Oyo State, with Ibadan as capital, was and still is the hotbed of Yoruba politics. It retained that role even after it was carved out from the old Western Region as a separate administrative entity. Notwithstanding, it retained that powerful pull and it played out in the determination of who becomes a governor and for how long. That Ajimobi survived the highly competitive electoral struggle of the state as a two term governor is a testimony, an acknowledgment as well as a demonstration of his political sagacity and acceptance as a leader who can be trusted any time to deliver on his mandate.
His death to many brings to a close an illustrious, albeit, significant chapter in the progressive and sophisticated politics of Yorubaland.

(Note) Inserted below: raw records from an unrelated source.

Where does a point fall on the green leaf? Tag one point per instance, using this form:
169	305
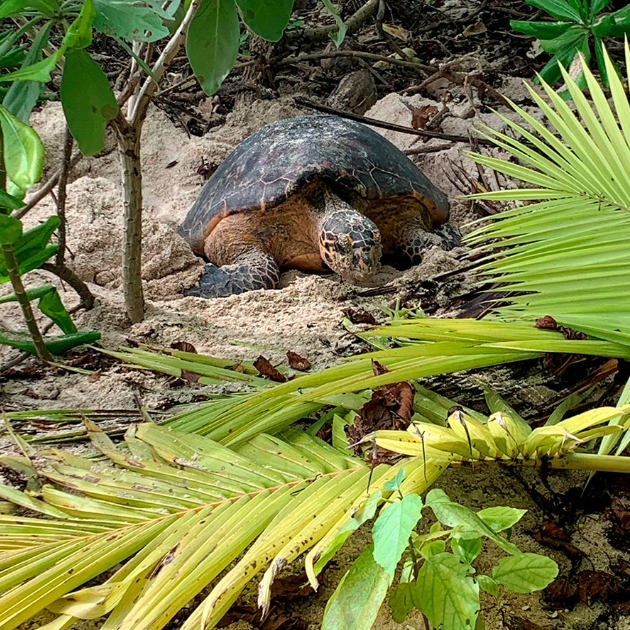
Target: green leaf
394	484
212	42
557	8
10	229
88	101
541	30
525	572
79	34
50	304
446	594
23	151
55	345
9	202
488	584
501	518
23	95
10	8
131	20
358	597
267	19
466	549
392	530
339	36
39	71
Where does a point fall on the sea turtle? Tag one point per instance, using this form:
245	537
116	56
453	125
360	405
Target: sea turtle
312	193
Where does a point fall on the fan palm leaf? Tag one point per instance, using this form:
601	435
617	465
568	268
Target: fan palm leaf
566	254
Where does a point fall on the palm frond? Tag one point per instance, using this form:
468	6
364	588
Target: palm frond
566	254
174	511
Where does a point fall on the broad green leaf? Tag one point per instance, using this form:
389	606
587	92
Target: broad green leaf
39	71
392	530
446	594
394	484
10	229
525	572
501	518
22	96
55	345
468	523
212	42
88	101
14	7
9	202
267	19
340	35
358	597
466	548
488	584
23	150
31	249
79	34
131	20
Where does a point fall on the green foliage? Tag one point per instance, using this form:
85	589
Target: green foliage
579	25
340	34
441	584
358	597
88	101
564	255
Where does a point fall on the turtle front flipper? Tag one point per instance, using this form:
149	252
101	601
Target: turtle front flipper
252	271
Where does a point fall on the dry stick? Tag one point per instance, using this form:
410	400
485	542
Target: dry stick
13	270
385	125
412	65
61	196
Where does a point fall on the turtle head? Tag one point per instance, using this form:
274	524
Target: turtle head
350	244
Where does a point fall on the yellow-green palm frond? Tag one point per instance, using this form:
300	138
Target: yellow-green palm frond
566	254
167	512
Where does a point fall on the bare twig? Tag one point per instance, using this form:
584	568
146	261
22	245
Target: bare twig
67	275
66	160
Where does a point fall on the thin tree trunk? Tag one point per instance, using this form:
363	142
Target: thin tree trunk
129	149
16	280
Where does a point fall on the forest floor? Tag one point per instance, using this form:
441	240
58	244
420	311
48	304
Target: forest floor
186	136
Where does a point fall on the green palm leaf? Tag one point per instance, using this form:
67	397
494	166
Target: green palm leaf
566	254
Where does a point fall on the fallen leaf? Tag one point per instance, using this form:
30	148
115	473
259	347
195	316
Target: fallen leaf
396	31
183	346
475	29
297	362
192	377
265	368
421	116
560	594
359	316
390	407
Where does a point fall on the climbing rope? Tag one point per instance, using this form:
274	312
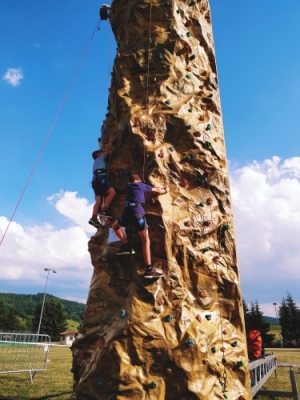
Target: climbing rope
50	131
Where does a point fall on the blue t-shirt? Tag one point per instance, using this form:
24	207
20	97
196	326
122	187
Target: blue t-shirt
99	163
135	193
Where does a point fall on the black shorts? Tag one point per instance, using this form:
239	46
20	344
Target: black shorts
100	185
129	216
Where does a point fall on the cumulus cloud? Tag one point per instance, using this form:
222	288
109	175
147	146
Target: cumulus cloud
13	76
265	199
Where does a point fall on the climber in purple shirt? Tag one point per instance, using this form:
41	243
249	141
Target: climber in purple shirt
134	214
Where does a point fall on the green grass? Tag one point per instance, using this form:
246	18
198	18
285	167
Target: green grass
282	381
56	382
53	384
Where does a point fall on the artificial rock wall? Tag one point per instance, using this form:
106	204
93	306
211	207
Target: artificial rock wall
181	337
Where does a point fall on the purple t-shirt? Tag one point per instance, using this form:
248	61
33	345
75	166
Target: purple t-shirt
135	193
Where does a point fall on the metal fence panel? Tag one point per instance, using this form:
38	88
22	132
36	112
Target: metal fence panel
23	352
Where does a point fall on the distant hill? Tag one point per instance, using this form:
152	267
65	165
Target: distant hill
25	304
271	320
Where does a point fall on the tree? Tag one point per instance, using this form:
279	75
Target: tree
53	320
256	321
289	318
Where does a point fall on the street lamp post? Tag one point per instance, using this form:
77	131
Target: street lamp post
42	310
281	344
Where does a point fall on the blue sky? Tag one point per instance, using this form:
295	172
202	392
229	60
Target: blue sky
43	44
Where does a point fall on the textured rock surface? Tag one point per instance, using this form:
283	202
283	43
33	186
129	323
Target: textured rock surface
182	336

To many, it happened at a time the wisdom and doggedness of leaders like him were urgently required as concerns begin to surface regarding the survival of the nation’s 21 year old democratic experiment. To others it means that at 70 years, he left a mark of selfless service to humanity in general and his people of Oyo State in particular.

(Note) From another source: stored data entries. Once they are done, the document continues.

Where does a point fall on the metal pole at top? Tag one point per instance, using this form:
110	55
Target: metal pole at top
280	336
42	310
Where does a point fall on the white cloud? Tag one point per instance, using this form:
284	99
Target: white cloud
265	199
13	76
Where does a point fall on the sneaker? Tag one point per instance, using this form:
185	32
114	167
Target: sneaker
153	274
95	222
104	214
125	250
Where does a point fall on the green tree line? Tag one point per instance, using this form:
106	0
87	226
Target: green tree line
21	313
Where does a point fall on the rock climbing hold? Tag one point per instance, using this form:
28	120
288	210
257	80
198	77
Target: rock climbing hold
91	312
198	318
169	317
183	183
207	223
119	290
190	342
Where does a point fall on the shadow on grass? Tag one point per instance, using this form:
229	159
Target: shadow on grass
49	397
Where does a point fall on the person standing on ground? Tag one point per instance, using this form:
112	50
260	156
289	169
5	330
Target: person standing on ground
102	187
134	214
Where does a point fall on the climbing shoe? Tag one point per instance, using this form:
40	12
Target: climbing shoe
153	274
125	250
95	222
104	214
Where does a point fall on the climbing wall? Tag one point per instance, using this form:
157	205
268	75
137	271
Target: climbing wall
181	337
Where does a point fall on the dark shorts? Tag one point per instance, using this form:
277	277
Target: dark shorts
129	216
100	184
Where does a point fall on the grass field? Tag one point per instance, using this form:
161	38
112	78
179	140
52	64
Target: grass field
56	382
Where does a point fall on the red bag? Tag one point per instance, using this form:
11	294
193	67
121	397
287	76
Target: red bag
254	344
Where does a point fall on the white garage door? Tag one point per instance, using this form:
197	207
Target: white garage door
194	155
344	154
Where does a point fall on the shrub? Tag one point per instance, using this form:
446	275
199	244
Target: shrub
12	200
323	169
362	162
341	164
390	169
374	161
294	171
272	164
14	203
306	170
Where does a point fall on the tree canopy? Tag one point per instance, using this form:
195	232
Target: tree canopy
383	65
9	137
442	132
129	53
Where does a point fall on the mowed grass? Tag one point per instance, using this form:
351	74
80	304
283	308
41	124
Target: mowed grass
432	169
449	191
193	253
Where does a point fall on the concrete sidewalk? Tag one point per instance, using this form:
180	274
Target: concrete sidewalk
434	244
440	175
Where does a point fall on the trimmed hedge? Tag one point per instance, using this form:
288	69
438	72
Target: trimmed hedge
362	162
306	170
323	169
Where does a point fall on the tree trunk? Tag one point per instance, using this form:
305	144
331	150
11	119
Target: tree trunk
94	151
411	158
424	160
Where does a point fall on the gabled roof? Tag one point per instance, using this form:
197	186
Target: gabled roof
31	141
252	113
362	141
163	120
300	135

Born on 16 December 1949, he came into political limelight when in 2003, he contested for and was elected a Senator of the Federal Republic of Nigeria. Ajimobi was a principal officer in the Senate and served as the Deputy Minority leader.

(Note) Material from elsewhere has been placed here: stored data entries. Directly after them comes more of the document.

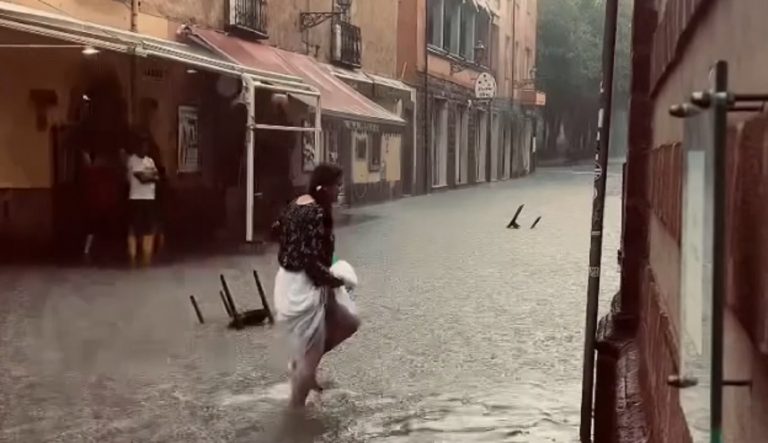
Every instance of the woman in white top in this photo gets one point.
(142, 205)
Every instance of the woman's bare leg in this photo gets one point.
(304, 377)
(340, 324)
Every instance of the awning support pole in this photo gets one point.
(250, 156)
(318, 128)
(598, 210)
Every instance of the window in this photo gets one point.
(189, 152)
(439, 141)
(451, 26)
(361, 147)
(528, 65)
(467, 46)
(374, 161)
(483, 34)
(435, 23)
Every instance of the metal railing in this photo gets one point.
(249, 15)
(346, 44)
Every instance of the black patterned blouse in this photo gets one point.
(305, 245)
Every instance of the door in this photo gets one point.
(406, 154)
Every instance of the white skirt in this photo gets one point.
(300, 305)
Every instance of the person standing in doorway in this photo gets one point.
(143, 176)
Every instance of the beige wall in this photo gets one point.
(158, 18)
(377, 20)
(390, 161)
(205, 13)
(104, 12)
(25, 151)
(519, 20)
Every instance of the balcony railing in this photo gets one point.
(249, 16)
(346, 44)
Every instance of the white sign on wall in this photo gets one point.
(485, 86)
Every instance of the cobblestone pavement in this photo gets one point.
(471, 332)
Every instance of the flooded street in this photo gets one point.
(471, 333)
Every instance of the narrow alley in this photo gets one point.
(471, 332)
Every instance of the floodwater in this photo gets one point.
(471, 333)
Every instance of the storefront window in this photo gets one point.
(696, 269)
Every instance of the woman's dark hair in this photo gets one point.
(324, 176)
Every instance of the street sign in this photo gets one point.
(485, 86)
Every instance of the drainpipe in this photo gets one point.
(134, 26)
(250, 173)
(427, 148)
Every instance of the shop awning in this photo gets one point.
(68, 29)
(337, 98)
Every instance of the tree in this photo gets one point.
(569, 68)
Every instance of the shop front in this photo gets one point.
(360, 135)
(74, 92)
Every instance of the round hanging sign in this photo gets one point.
(485, 86)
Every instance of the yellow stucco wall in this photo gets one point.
(391, 145)
(377, 19)
(104, 12)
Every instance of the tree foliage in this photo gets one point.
(569, 67)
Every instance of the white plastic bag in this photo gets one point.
(344, 295)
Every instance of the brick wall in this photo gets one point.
(677, 22)
(668, 43)
(748, 233)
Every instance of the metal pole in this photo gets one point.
(488, 136)
(718, 250)
(598, 206)
(427, 115)
(197, 309)
(250, 174)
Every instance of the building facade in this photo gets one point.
(259, 77)
(463, 140)
(359, 45)
(675, 44)
(95, 103)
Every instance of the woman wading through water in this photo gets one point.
(307, 283)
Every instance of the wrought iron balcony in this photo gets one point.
(249, 16)
(346, 44)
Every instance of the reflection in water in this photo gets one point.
(527, 413)
(522, 414)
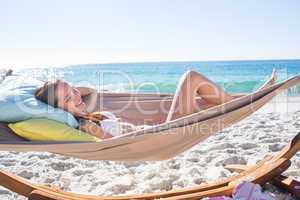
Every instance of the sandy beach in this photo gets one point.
(263, 133)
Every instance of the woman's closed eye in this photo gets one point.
(67, 98)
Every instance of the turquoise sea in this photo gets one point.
(233, 76)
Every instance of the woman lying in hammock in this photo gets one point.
(60, 94)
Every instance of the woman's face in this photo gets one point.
(69, 99)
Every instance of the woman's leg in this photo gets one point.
(192, 84)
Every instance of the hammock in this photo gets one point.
(158, 142)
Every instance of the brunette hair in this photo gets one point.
(48, 93)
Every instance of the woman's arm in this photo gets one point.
(84, 91)
(93, 129)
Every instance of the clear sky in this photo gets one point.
(60, 32)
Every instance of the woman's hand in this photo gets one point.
(93, 129)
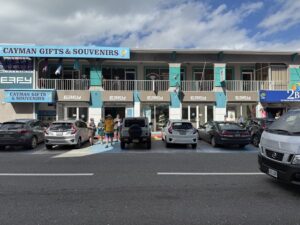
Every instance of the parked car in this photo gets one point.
(135, 130)
(279, 154)
(21, 132)
(224, 133)
(256, 128)
(180, 132)
(66, 132)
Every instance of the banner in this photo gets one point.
(29, 96)
(279, 96)
(64, 51)
(16, 80)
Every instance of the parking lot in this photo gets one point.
(177, 185)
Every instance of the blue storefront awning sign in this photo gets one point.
(29, 96)
(279, 96)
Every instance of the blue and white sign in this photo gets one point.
(64, 51)
(279, 96)
(16, 80)
(29, 96)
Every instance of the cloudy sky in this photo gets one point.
(203, 24)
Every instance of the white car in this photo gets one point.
(279, 154)
(180, 132)
(67, 132)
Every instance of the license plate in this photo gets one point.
(272, 173)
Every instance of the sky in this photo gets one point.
(152, 24)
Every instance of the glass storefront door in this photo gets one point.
(76, 113)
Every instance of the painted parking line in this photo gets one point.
(207, 174)
(45, 174)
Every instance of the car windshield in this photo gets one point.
(182, 126)
(12, 126)
(61, 126)
(287, 124)
(130, 122)
(229, 126)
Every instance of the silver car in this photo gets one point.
(68, 132)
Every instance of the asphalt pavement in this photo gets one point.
(180, 185)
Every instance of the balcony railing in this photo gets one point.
(64, 84)
(200, 85)
(243, 85)
(139, 85)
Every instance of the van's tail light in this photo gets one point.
(24, 131)
(73, 130)
(226, 133)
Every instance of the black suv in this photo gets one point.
(135, 130)
(22, 132)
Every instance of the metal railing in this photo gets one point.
(140, 85)
(243, 85)
(197, 85)
(64, 84)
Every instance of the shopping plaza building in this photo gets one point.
(80, 82)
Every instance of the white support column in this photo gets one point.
(205, 113)
(137, 109)
(197, 116)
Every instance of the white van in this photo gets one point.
(279, 154)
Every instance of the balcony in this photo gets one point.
(139, 85)
(200, 85)
(245, 85)
(64, 84)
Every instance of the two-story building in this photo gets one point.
(63, 82)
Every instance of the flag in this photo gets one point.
(59, 68)
(76, 65)
(45, 67)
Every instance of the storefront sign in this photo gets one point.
(16, 80)
(32, 96)
(198, 97)
(73, 96)
(64, 51)
(279, 96)
(117, 96)
(242, 96)
(150, 96)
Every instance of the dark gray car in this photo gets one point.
(21, 132)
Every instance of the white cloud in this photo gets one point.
(131, 23)
(287, 16)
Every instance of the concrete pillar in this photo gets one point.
(219, 84)
(294, 77)
(175, 111)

It was not as if the National Assembly was not a turf big enough for him to direct his immense political energy. It was, instead, that craving for an opportunity to give his people effective leadership at the grassroots that motivated him to seek to serve as a governor. Ajimobi contested the gubernatorial election under the umbrella of the All Nigeria Peoples Party but lost. He contested again in 2011 under the Action Congress of Nigeria and won.
Ajimobi contested a second term in an election that took place in 2015 on the platform of the All Progressives Congress (APC). He ran for re-election against two of his predecessors in office, Christopher Alao Akala and Rashidi Adewolu Ladoja. With his successful re-election into office as the Governor, Ajimobi became the first person to occupy the seat twice as well as in succession.
When the terms allowed for him ended, he made a second attempt to go back to the senate but that effort though wasted, did not diminish his political relevance as on June 16, 2020, he was appointed as the acting national chairman of the All Progressives Congress (APC) by the National Working Committee (NWC) of the party.
Before his foray into the murky waters of Nigerian politics, Ajimobi had a brilliant career in the private sector rising to become the Managing Director/Chief Executive Officer of the National Oil and Chemical Marketing Company, a subsidiary of Shell Petroleum, Nigeria. He left the oil sector in 2002 after 26 years.
Abiola Ajimobi was born on 16 December 1949 to the Ajimobi family of Ibadan at Oja-Iba, Ibadan. He started his education at Saint Patrick’s Primary School, Oke-Padre in Ibadan. He completed his primary education at Ibadan City Council Primary School, Aperin. His secondary education was at Lagelu Grammar School. As a high school student, he was active in athletics, table tennis, and football including serving as the school’s games prefect.
Ajimobi’s university education was in the United States of America, where he studied Business Administration and Finance at the State University of New York, in Buffalo, New York graduating with a Bachelor of Science degree. His MBA was in Operations Research and Marketing with specialization in Finance at Governors State University, University Park, Illinois.
As his life comes to a close, the legacies he left behind will continue to serve as a beacon guiding and directing succeeding generations as they strive to ensure that the democratic culture endures.
This newspaper joins other Nigerians to mourn the passing of this towering political personality. As we pray that God grants his family the fortitude to bear the irreparable loss, we also wish his soul a peaceful repose.